Montilla is a Spanish DO (Denominación de Origen) from the southern part of Córdoba. The Fino used for this finish is commonly a clean, vibrant, straw-colored wine. It has a complex and subtle nose. Delicate notes of predominantly yeast and almonds. Sometimes also tobacco and liquorice. The taste is dry, bitter, smooth and lingering. Also very nice olive oil comes from here.

Color: Orange gold.

Nose: Fresh (air), wood, a little bit creamy. Thick. Slightest hints of tar and laurel liquorice and something sour like a green apple. Dry and perfumed paper. This does have a Fino trait to it (I once had a Fino Glenfarclas and the characteristics are very similar. I also once had a bone dry Fino Sherry from Lustau, which also had the same characteristics). I guess, Whiskies from a Fino cask are easy to recognize.

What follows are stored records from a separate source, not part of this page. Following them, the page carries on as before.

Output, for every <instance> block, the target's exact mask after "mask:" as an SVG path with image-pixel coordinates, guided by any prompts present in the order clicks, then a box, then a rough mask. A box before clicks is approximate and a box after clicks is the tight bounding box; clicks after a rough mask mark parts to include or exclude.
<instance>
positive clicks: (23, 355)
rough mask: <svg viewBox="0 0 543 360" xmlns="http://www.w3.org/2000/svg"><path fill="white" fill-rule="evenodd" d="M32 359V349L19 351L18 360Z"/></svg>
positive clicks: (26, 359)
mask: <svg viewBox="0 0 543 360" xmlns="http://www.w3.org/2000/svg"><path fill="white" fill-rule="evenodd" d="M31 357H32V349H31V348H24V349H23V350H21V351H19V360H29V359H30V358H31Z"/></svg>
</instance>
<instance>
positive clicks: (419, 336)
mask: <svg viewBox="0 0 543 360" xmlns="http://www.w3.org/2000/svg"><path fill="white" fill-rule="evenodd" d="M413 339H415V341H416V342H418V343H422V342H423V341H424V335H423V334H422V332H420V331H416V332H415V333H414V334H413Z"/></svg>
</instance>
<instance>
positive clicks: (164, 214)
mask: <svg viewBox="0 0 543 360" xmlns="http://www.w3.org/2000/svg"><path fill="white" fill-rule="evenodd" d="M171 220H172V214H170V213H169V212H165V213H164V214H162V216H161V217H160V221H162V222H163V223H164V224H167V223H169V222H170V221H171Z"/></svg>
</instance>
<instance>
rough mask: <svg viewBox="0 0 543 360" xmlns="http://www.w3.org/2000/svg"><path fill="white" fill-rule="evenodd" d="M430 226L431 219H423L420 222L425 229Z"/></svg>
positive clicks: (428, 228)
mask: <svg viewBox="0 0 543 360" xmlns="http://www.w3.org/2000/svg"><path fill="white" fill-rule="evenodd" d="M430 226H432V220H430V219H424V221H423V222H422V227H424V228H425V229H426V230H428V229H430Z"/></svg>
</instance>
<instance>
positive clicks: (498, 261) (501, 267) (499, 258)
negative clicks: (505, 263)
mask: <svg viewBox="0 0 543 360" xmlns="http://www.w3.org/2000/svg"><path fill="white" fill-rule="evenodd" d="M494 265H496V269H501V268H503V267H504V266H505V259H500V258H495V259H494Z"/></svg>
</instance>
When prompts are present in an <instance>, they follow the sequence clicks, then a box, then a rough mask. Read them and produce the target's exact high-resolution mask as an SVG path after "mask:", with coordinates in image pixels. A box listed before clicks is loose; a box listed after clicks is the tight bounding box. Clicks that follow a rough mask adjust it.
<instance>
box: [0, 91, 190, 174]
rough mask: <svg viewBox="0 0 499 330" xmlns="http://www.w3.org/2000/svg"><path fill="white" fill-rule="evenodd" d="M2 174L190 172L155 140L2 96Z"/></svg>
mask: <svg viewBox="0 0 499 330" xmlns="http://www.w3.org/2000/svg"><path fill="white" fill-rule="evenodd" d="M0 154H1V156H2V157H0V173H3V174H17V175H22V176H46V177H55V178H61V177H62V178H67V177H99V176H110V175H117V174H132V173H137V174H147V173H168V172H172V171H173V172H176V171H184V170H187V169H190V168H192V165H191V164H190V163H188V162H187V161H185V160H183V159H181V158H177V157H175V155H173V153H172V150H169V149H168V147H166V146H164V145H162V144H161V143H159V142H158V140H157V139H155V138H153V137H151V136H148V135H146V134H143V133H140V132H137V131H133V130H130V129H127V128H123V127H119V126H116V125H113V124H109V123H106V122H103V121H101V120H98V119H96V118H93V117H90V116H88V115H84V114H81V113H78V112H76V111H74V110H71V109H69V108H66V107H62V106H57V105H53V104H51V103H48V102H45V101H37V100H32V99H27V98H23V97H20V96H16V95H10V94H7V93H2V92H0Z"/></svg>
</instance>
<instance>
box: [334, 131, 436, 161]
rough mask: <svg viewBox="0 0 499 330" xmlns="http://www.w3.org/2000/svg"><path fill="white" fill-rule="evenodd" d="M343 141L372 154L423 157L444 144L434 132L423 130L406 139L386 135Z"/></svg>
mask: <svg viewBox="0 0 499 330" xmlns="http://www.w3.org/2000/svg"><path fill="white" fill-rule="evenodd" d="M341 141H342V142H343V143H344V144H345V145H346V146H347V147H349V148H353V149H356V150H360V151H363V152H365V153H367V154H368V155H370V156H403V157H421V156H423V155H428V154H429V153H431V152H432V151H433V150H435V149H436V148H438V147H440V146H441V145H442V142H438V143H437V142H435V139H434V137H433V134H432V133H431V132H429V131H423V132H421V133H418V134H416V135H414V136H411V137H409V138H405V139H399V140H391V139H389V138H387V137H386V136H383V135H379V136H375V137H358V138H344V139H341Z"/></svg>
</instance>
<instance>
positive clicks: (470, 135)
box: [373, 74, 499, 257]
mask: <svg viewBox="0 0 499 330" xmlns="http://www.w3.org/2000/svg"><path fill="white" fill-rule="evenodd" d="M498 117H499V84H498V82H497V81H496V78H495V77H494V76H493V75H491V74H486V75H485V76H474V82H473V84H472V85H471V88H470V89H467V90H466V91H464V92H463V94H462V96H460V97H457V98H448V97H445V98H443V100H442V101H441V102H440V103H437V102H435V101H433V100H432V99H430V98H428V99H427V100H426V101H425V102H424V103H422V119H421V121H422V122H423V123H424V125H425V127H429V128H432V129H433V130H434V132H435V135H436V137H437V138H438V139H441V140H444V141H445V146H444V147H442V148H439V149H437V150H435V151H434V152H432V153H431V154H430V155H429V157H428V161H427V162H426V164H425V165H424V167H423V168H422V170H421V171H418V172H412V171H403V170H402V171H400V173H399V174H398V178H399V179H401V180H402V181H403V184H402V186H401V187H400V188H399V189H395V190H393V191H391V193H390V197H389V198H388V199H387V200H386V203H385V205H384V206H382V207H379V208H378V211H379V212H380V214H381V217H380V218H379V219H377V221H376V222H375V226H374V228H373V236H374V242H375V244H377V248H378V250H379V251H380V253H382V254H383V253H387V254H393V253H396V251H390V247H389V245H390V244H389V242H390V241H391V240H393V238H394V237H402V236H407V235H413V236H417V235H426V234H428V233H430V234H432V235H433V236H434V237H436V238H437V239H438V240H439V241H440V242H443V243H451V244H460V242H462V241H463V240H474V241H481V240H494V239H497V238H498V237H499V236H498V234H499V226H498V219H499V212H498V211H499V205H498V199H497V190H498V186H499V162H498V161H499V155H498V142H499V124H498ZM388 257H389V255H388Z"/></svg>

Taste: Wood is the first up, plywood. Yep, Fino. Little bit of vanilla ice-cream. And a slight pepper bite. It has cardboard combined with sugar, some sort of strange sweetness. I’m not convinced this finish worked well with the Oban distillate. The finish is quite anonymous. Also, it isn’t very balanced. After some breathing I got some organics (yeast and cow-stable) and some late sweetness, which makes it slightly more drinkable, but it doesn’t undo the unbalance.

This is a bit disappointing actually. I expected more from Oban combined with Fino Sherry. Not something I would buy, nor would I order this at a bar. For me it is ‘put together’ or crafted. It isn’t being honest like I found recently with some official Benromachs. Also the Fino finish doesn’t work for me here.